One of the earlier attempts was in Tennessee in the US in the year 2005 when the Association of Pizza Delivery Drivers was formed. There have been many attempts over the years. In the year 2016 was another such formation of Dominos’ drivers, when Dominos quickly raised the wages of its workers in order to stop them from organising.
Out of the many countries that have seen such organising, two countries where workers in such situations have tried to organise and unionise are Japan and South Korea. In Japan, it is the trade union, Tokyo Young Contingent Workers’Union and in South Korea, it is the Youth Community Union that is organising, mainly young, workers working in the gig economy.
Two delivery-men arrange food packets for online customers during the nationwide lockdown imposed to fight the coronavirus pandemic, in Kolkata, Friday, March 27, 2020. Photo: PTI.
There are also attempts to try and build an international force that would bring all these national or local organising together. Yanis Varoufakis, a well-known economist and the ex-finance minister in the Syriza government of Greece talks about the need and urgency for a global organisation like the Progressive International. In order to be able to deal with global giants, there is an absolute need to organise and build global organisations with a progressive vision.
The Progressive International (PI) is a global initiative bringing together progressive left-wing groups, politicians and intellectuals, including Varoufakis, Noam Chomsky and Bernie Sanders, and UNI Global, a trade union federation representing 20 million workers including the UK’s GMB union. PI had called for a one-day global boycott of Amazon on November 27, 2020. This boycott was supposed to include “not even visiting the website” of the company. At one point the company was making sales of $11,000 every second. This was totally at the expense of the workers working in Amazon, who do so for a pittance in extremely oppressive working conditions.

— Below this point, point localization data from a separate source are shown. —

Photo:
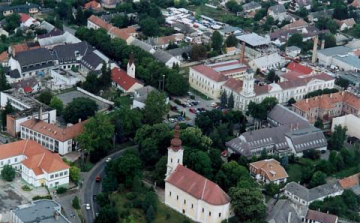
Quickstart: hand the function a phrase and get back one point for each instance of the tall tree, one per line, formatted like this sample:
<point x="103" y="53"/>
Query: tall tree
<point x="155" y="107"/>
<point x="216" y="41"/>
<point x="90" y="140"/>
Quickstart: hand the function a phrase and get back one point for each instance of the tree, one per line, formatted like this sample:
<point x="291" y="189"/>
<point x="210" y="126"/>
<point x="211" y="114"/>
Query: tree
<point x="318" y="179"/>
<point x="338" y="137"/>
<point x="79" y="108"/>
<point x="155" y="107"/>
<point x="295" y="40"/>
<point x="76" y="203"/>
<point x="231" y="101"/>
<point x="217" y="41"/>
<point x="247" y="203"/>
<point x="90" y="140"/>
<point x="223" y="99"/>
<point x="176" y="84"/>
<point x="74" y="174"/>
<point x="45" y="97"/>
<point x="57" y="104"/>
<point x="198" y="52"/>
<point x="150" y="26"/>
<point x="291" y="101"/>
<point x="8" y="173"/>
<point x="231" y="41"/>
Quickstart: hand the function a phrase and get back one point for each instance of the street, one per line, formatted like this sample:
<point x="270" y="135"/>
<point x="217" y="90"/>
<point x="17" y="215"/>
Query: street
<point x="90" y="187"/>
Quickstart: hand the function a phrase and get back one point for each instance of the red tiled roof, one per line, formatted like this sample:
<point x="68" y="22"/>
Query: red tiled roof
<point x="53" y="131"/>
<point x="123" y="79"/>
<point x="234" y="84"/>
<point x="38" y="159"/>
<point x="299" y="68"/>
<point x="198" y="186"/>
<point x="209" y="73"/>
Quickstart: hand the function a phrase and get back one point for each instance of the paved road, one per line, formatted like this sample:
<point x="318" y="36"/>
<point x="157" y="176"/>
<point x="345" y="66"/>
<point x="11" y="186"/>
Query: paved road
<point x="90" y="187"/>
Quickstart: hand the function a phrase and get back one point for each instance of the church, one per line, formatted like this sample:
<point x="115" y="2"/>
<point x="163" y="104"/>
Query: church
<point x="191" y="194"/>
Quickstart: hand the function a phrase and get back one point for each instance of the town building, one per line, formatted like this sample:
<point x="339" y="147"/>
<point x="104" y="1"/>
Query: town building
<point x="303" y="196"/>
<point x="289" y="134"/>
<point x="27" y="108"/>
<point x="268" y="171"/>
<point x="56" y="139"/>
<point x="190" y="193"/>
<point x="328" y="106"/>
<point x="209" y="78"/>
<point x="37" y="165"/>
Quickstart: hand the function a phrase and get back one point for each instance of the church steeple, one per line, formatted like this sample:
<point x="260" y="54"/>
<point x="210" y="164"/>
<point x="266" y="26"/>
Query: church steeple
<point x="175" y="152"/>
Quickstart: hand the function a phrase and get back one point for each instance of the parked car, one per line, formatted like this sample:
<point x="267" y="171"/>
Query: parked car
<point x="192" y="110"/>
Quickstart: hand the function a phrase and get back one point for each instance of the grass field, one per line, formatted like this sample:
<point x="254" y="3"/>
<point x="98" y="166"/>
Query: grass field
<point x="164" y="214"/>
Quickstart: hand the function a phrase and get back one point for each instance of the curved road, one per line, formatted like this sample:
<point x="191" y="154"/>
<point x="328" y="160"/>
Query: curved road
<point x="90" y="187"/>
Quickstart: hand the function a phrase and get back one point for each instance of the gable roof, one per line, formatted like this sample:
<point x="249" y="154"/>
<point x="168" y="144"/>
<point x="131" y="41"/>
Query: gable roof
<point x="53" y="131"/>
<point x="38" y="159"/>
<point x="198" y="186"/>
<point x="120" y="77"/>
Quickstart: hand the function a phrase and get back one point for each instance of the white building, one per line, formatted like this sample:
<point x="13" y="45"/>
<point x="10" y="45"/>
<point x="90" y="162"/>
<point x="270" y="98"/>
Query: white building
<point x="38" y="166"/>
<point x="54" y="138"/>
<point x="190" y="193"/>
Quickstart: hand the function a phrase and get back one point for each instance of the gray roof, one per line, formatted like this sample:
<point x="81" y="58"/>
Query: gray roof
<point x="284" y="116"/>
<point x="315" y="193"/>
<point x="146" y="47"/>
<point x="179" y="51"/>
<point x="162" y="56"/>
<point x="280" y="212"/>
<point x="277" y="9"/>
<point x="33" y="56"/>
<point x="251" y="5"/>
<point x="337" y="50"/>
<point x="41" y="211"/>
<point x="308" y="138"/>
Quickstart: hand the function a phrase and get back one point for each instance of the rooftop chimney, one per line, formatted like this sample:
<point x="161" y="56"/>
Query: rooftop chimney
<point x="316" y="40"/>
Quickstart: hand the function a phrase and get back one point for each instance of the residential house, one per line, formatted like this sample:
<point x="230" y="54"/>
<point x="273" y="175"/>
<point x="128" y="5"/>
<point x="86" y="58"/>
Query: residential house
<point x="278" y="12"/>
<point x="268" y="171"/>
<point x="209" y="78"/>
<point x="49" y="210"/>
<point x="56" y="139"/>
<point x="345" y="24"/>
<point x="190" y="193"/>
<point x="28" y="8"/>
<point x="126" y="81"/>
<point x="26" y="108"/>
<point x="301" y="195"/>
<point x="37" y="165"/>
<point x="328" y="106"/>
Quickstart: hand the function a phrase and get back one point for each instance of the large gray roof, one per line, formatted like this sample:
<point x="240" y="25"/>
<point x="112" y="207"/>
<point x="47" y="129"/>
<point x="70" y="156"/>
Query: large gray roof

According to Casper Gelderblom of Progressive International’s campaign lead: “Trillion-dollar corporations like Amazon have too much power and are too large for a single government, trade union or organisation to rein in. That’s why workers, citizens and activists are coming together across borders and issues to take the power back.” This of course is not just about Amazon or any particular corporation alone. It is a question of corporate power and even more a question of the joint power of the gargantuan state machinery fusing its power with corporate power.
The situation today may seem too bleak to feel optimistic about such ventures. However, situations change, sometimes radically and suddenly. One needs to be prepared for such a change and also work towards it.
Several beginnings are being made in several countries and this will surely not be a simple forward march, given the immense powers that people are up against, as is being evidenced in the many struggles of working people in different sectors taking place all over the world. The latest star in the galaxy being the heroic and unprecedented farmers’ struggle in India that has just finished a four-month long sit-in on the various borders of the country’s capital and is giving the powers-that-be a proper run for their money.
Sujata Gothoskar has been researching and organising on the issues of gender, work and organisational processes for over 30 years.